10. Imparando che va bene

109 14 3
                                    


I giorni passarono, lentamente mi stavo convincendo che le cose sarebbero migliorate, mi ero resa conto che provare dolore faceva anche parte del processo di guarigione, dunque avevo tutto il diritto di piangere, era giusto che mi lasciassi andare. Ammisi di aver bisogno della mia famiglia, del loro conforto, delle carezze di Anna e di mio padre, dei baci di Nicolas e delle coccole della nonna durante la notte, quando non riuscivo a dormire.

Qualche giorno dopo la mia infruttuosa visita ad Ethan, siccome Lian non mi aveva ancora né scritto né chiamata, decisi di farmi avanti e di scusarmi per l'episodio in biblioteca.

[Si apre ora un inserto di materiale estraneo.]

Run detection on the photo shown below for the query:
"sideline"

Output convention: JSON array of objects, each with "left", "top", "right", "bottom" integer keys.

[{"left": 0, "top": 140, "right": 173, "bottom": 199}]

Mentre ripensavo al nostro incontro, mi ricordai che lui aveva accennato qualcosa rispetto a una cartella che doveva lasciare o forse prendere... tuttavia, ciò che mi interessava era che aveva fatto il nome del dipartimento di oftalmologia pediatrica.

Quando finii il turno, dopo essermi cambiata, truccata leggermente e aver messo dei vestiti che mi facessero sembrare più donna, al posto delle solite tende da circo che dovevo indossare al lavoro, mi diressi verso il reparto pediatrico dell'ospedale. Fuori soffiava un vento fortissimo, il cielo plumbeo lasciava presagire l'arrivo di una tempesta. Verso la fine della primavera gli acquazzoni arrivavano impietosi, e se fossi uscita in quel momento avrei corso il rischio di arrivare a casa completamente bagnata, perciò tanto valeva rimanere ancora un po' all'interno dell'ospedale.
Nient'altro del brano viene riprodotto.